Kostenko Alexander, Batenburg K Joost, Suhonen Heikki, Offerman S Erik, van Vliet Lucas J
Department of Imaging Science & Technology, Delft University of Technology, Delft, The Netherlands.
Opt Express. 2013 Jan 14;21(1):710-23. doi: 10.1364/OE.21.000710.

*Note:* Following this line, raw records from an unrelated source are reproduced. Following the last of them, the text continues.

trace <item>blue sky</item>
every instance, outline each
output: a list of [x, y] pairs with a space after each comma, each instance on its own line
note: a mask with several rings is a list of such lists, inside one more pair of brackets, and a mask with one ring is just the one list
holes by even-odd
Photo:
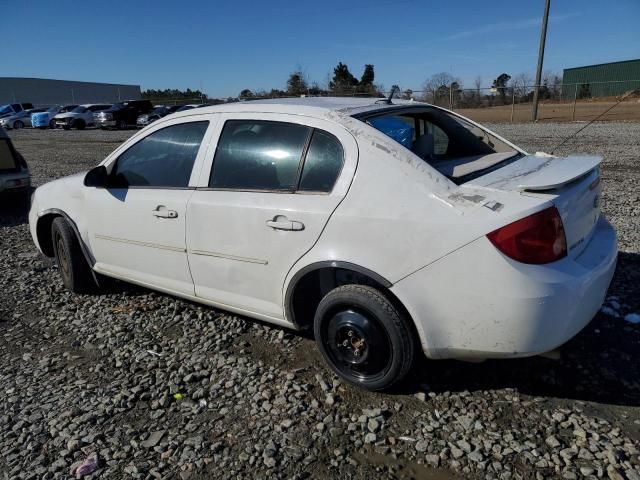
[[[321, 85], [337, 62], [418, 89], [447, 71], [467, 87], [533, 74], [543, 0], [3, 1], [0, 76], [202, 88]], [[545, 70], [640, 58], [639, 0], [552, 0]]]

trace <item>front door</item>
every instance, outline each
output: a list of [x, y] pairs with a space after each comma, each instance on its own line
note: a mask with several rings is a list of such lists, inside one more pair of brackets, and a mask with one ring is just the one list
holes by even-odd
[[357, 147], [329, 122], [255, 118], [220, 125], [212, 168], [205, 162], [187, 207], [189, 264], [196, 296], [283, 319], [285, 277], [344, 198]]
[[96, 271], [193, 295], [186, 212], [208, 124], [182, 120], [156, 129], [107, 167], [109, 188], [89, 189], [89, 242]]

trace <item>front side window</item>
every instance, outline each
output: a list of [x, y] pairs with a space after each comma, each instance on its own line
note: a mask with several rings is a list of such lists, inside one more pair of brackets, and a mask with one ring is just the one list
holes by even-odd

State-of-the-art techniques for phase retrieval in propagation based X-ray phase-contrast imaging are aiming to solve an underdetermined linear system of equations. They commonly employ Tikhonov regularization - an L2-norm regularized deconvolution scheme - despite some of its limitations. We present a novel approach to phase retrieval based on Total Variation (TV) minimization. We incorporated TV minimization for deconvolution in phase retrieval using a variety of the most common linear phase-contrast models. The results of our TV minimization was compared with Tikhonov regularized deconvolution on simulated as well as experimental data. The presented method was shown to deliver improved accuracy in reconstructions based on a single distance as well as multiple distance phase-contrast images corrupted by noise and hampered by errors due to nonlinear imaging effects.
基于传播的X射线相衬成像中用于相位恢复的先进技术旨在解决一个欠定线性方程组。尽管存在一些局限性,但它们通常采用蒂霍诺夫正则化——一种L2范数正则化反卷积方案。我们提出了一种基于总变分(TV)最小化的相位恢复新方法。我们使用各种最常见的线性相衬模型,将TV最小化用于相位恢复中的反卷积。我们将TV最小化的结果与蒂霍诺夫正则化反卷积在模拟数据和实验数据上进行了比较。结果表明,对于因噪声而损坏且受非线性成像效应导致的误差影响的基于单距离以及多距离相衬图像的重建,所提出的方法能提供更高的精度。